Saturday afternoon rant.

IRONY ALERT: this rant may not be suitable for children under the age of 12.

This short rant is inspired by a Culturemap piece that Joel Luks wrote this week. (I’m sorry Joel, for cashing in on your own article, but I just gotta get this off my chest.) You can read Joel’s piece here, I’ll refrain from regurgitating it verbatim. The gist, however, is that a local community orchestra is prohibiting children under the age of 7 from attending concerts. Let me write that again, but this time with suggestive typeface: a community orchestra is prohibiting children under the age of 7 from attending concerts. So much for the community, huh?

Now, we’ve all been more than a little annoyed with children at movie theaters, restaurants, libraries, and everywhere else on the planet. I refuse to enter any fast food establishment that has a play place, as I know that the sound of screaming children and the sight of them running around the dining area makes me want to run through a plate-glass window. I have a two year old daughter. Hell, sometimes the sound of her screaming and the sight of her running around our dining area makes me want to run through a plate glass window. McDonald’s allows for unruly children. A play place wouldn’t have been erected and a clown wouldn’t have been adopted as their spokesperson otherwise. Most parents seem to have the good sense to take their children to places best suited for young kids, but occasionally parents decide to go elsewhere for breakfast/lunch/dinner/4thmeal. In my opinion, this is necessary for kids to learn several important things: food shouldn’t always come with toys, food should sometimes be healthy, and that restaurants and gymnastics go together like cookies and sandcastles. It is important for parents to include their children in things other than “child/kid-friendly” environments because that is how they learn to adapt to the world around them. Very few things in my adult life include jungle-gyms and sing-alongs, and children need to learn that this is, more often than not, the general rule.
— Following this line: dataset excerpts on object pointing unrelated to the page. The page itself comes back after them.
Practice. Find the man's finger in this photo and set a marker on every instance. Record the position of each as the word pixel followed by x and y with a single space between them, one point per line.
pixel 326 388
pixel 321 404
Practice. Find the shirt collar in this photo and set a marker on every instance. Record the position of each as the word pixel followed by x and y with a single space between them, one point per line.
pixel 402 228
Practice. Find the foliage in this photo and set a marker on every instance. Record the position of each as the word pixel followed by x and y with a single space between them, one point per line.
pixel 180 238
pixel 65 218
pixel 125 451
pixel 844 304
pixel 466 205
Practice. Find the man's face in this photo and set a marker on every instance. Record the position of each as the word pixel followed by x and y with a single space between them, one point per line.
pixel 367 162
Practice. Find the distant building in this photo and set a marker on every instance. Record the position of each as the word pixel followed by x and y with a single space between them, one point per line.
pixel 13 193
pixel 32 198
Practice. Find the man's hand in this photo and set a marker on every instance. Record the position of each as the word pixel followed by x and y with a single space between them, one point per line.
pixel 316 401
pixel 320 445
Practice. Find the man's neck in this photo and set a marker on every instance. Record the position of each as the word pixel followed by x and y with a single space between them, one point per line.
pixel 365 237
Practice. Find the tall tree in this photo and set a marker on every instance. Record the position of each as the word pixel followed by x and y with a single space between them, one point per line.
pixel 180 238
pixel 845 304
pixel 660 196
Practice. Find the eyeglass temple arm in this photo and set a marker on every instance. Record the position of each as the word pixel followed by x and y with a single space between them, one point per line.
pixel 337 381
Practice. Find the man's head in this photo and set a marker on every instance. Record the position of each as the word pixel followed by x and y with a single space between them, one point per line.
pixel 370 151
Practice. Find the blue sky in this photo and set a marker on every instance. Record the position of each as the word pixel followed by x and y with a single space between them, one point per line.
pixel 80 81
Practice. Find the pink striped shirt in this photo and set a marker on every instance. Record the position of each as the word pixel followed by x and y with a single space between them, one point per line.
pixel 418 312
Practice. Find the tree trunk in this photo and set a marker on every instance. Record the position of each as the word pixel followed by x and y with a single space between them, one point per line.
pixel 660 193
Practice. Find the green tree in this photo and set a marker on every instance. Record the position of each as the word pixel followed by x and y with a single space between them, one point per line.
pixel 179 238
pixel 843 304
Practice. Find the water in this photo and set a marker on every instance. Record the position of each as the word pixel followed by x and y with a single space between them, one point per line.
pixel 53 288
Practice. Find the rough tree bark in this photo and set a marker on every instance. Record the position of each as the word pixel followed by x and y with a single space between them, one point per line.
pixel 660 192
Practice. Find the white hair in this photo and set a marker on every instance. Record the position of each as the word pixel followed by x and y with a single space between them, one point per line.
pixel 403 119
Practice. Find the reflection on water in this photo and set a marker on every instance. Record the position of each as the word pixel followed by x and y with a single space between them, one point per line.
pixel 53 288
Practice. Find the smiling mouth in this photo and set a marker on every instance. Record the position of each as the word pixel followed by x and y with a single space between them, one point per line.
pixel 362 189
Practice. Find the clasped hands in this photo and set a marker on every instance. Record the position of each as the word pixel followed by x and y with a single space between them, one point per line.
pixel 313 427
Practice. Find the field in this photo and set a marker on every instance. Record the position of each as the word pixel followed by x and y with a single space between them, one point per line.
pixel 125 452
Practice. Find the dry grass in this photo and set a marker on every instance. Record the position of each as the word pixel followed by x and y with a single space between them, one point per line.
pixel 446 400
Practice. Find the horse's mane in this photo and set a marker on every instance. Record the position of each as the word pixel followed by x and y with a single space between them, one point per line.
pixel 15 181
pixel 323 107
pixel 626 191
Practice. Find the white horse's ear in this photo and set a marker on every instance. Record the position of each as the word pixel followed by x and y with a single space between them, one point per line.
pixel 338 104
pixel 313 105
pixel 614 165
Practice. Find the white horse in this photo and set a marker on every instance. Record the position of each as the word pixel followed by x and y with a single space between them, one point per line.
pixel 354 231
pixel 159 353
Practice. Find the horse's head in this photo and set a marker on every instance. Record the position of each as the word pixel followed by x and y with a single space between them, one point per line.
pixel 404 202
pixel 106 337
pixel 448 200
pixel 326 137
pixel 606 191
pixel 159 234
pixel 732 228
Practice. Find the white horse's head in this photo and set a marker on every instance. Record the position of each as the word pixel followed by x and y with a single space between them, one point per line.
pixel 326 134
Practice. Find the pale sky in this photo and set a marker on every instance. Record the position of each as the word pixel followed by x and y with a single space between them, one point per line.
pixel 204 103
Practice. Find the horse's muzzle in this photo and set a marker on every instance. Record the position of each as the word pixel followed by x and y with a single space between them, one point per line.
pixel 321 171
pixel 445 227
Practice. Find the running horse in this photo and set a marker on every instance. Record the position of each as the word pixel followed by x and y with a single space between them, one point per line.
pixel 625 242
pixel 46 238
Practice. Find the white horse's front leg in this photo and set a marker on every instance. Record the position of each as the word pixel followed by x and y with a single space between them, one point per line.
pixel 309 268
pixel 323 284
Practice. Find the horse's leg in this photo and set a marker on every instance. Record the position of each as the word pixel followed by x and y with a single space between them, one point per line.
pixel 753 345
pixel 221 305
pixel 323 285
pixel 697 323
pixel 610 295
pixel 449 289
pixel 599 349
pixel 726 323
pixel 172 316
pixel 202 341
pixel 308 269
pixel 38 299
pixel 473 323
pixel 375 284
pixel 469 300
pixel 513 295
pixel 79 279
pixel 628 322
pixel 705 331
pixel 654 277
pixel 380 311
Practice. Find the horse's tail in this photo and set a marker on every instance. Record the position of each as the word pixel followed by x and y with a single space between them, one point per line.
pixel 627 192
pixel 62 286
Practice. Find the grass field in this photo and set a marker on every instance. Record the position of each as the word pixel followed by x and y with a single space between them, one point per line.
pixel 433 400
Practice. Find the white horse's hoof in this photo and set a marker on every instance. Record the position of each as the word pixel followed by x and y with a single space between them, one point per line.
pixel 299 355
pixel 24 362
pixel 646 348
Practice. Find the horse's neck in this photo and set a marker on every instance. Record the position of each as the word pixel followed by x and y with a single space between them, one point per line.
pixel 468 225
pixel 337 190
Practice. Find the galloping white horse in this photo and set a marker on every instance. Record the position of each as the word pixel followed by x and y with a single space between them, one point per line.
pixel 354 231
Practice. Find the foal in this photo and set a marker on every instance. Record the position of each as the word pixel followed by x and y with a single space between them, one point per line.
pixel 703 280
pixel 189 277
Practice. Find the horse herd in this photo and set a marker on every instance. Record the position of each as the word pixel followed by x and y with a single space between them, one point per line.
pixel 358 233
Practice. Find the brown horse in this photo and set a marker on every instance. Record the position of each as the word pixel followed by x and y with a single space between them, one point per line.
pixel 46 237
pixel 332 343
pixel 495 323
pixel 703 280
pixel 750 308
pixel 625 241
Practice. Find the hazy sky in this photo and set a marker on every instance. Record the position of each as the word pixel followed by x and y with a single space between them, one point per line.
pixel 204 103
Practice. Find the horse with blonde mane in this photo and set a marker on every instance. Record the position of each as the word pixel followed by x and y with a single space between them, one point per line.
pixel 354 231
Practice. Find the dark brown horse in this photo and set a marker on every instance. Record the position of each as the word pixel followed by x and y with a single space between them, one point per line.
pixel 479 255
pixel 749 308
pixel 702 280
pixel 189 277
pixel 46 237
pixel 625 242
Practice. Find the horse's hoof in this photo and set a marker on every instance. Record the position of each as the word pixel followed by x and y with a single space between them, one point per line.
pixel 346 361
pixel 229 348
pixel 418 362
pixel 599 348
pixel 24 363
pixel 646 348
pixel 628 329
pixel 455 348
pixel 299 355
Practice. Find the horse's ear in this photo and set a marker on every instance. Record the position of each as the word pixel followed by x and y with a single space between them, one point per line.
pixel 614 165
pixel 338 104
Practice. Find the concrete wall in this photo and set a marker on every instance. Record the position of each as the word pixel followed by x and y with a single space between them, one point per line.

Lately, it has come to my attention several times that more establishments are looking to generate a kid-free environment. I get that bars, strip clubs, rated-r movies, and casinos should be kid-free, but why a restaurant or a concert hall? What is it exactly that some adults want to be doing in a concert hall that a child’s presence would prohibit them from doing? Do these people want to light up a joint, yell strings of expletives, and dance naked of tables? Do that at home buddy, I’m here with my wife and I just want to eat without you bothering me! All kidding aside, I know that these people want to enjoy their music or meal in peace, but do they really think that adults are any better to be around? What about the adults that never quite learned how to act like adults around other adults in adult situations? I’m constantly annoyed by loud adult talkers at restaurants, adults ignoring smoking ordinances, adults with loud and smelly candy during emotive quiet moments at the symphony, and adults that never learned personal space. Don’t get me started about adults who own cars and drive (talk about asshole central!). Adults make me angry because we supposedly have the ability to think through situations rationally and control our own behavior, but many make a conscious decision to ignore that ability. Children have an excuse. The nice little old lady who unwraps her delicious mint DURING the performance is just inconsiderate (Here’s a thought, put the HALLS cough drop in your mouth before the downbeat. I can hear your candy. WE CAN ALL HEAR YOUR CANDY! The maestro can hear it and thinks you should leave, but is a gentleman and puts up with it to save face).

If you want to enjoy your meal or music without being distracted by others, then do yourself a favor and learn to cook and buy a bitchin’ stereo. When you choose to enter into the public and be surrounded by others, then you forfeit various amounts of conveniences. Deal with it. I can’t ban your tacky shirt, don’t ban my child.